Das Aquarien-Hotel ist vom Grillo-Theater aus nur einmal ums Eck. Und so können wir alle direkt aus dem Bett in die Vorstellungen oder Inszenierungsgespräche fallen und dabei sogar noch ein Croissant auf den Weg mitnehmen. Vor dem Grillo-Theater, der Hauptspielstätte des Schauspiel Essen: Ein Meer aus neonpinken, im Wind baumelnden »Westwind«-Fahnen.
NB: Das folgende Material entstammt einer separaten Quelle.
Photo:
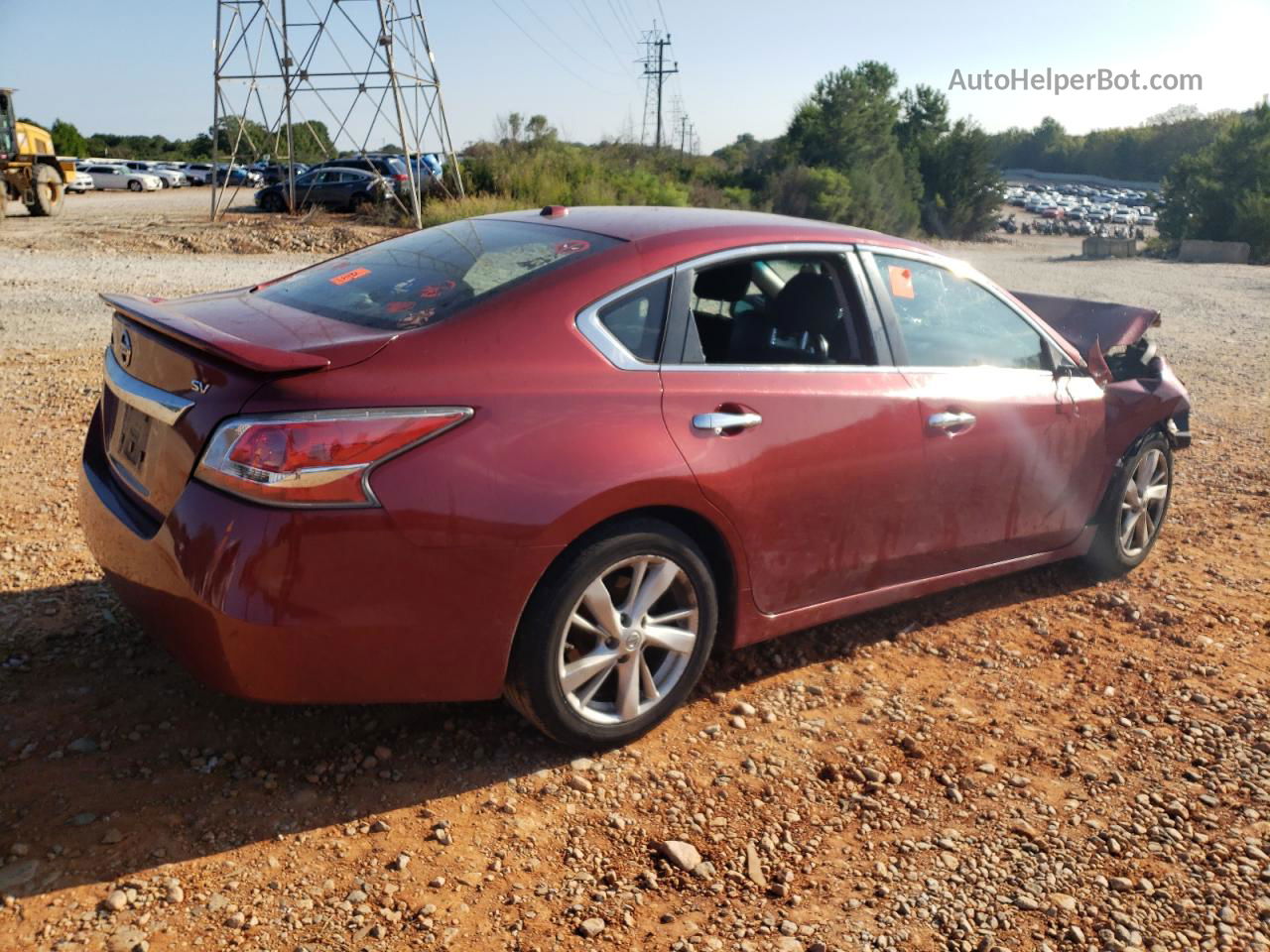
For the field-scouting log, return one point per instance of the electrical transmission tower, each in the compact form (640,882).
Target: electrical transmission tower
(339,77)
(656,72)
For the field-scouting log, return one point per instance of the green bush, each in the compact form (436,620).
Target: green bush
(1222,191)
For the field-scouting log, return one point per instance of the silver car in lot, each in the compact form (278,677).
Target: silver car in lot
(113,177)
(81,182)
(169,178)
(197,173)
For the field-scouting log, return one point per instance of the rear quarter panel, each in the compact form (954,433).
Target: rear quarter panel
(561,439)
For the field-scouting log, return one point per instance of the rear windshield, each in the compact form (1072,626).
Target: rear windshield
(429,276)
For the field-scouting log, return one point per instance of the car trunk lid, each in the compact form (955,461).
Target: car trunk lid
(177,368)
(1084,322)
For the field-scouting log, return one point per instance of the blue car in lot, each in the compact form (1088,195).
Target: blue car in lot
(330,186)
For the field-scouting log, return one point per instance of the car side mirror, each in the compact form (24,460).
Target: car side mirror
(1055,361)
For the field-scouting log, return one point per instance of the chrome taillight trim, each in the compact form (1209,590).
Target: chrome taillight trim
(164,407)
(216,452)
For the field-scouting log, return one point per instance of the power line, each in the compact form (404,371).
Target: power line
(631,36)
(599,31)
(566,44)
(564,66)
(656,72)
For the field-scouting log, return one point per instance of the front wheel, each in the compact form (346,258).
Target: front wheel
(1134,509)
(48,191)
(615,638)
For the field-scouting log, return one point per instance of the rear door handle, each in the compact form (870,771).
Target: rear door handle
(716,422)
(951,422)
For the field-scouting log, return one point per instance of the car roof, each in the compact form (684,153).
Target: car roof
(657,226)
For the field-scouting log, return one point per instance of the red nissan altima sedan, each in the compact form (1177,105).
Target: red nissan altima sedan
(559,454)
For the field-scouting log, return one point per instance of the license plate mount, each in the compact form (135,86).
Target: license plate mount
(132,436)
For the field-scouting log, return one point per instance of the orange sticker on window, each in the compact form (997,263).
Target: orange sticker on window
(350,276)
(901,282)
(437,290)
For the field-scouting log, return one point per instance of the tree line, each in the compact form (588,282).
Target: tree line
(312,143)
(1142,153)
(858,150)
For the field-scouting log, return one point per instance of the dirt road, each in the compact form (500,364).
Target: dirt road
(1030,763)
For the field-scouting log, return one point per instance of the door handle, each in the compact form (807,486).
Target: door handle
(951,422)
(717,421)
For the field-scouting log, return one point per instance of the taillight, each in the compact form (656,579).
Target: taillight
(318,458)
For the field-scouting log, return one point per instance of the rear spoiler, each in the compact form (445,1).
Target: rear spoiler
(193,333)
Dazwischen Theatermenschen mit ebenso neonpinken Jutebeuteln um die Schultern (man erkennt sich!) und die Fische aus dem Hotelzimmer sind für den Anfang nicht das allerschlechteste Smalltalk-Thema.

Es weht ein Westwind in Essen (Foto: B. Grubel)

»Westwind«, so nennt sich das Arbeitstreffen der Kinder- und Jugendtheater in Nordrhein Westfalen, das nun bereits zum 30. Mal stattgefunden hat. Und »Next Generation« nannte das Festival uns, die zehn jungen Theaterschaffenden, die im Rahmen eines Festivalstipendiums dazu eingeladen waren, jede Menge Theater zu schauen und über das Gesehene zu sprechen. Und das war überhaupt das Beste an dieser Woche in Essen: Die intensiven, stundenlangen Gespräche mit meinen neun jungen Kolleg_innen, von denen einige noch mitten im Studium stecken, und andere, so wie ich selbst, gerade erst beginnen, in der Theater-Arbeitswelt Fuß zu fassen – ob als Theaterpädagog_innen, Bühnenbildner_innen oder Regisseur_innen. Wie von selbst bahnten sich die Gespräche ihren Weg – drifteten von der ausführlichen Vorstellungsrunde direkt ab zu Fragen nach Theaterformen, aktuellen Ästhetiken und Produktionsweisen, bis hin zum Sinn und Unsinn verschiedenster Theaterausbildungen. Und sie setzten sich bis ins Unendliche fort, bis spät in die Nacht hinein, beim Frühstück, bei Eis, Bratwurst oder beim Bier (erstaunlicherweise Rothaus) in der unfassbar urigen Kantine des Schauspiel Essen mit ihrem unverwechselbaren Jugendherbergscharme.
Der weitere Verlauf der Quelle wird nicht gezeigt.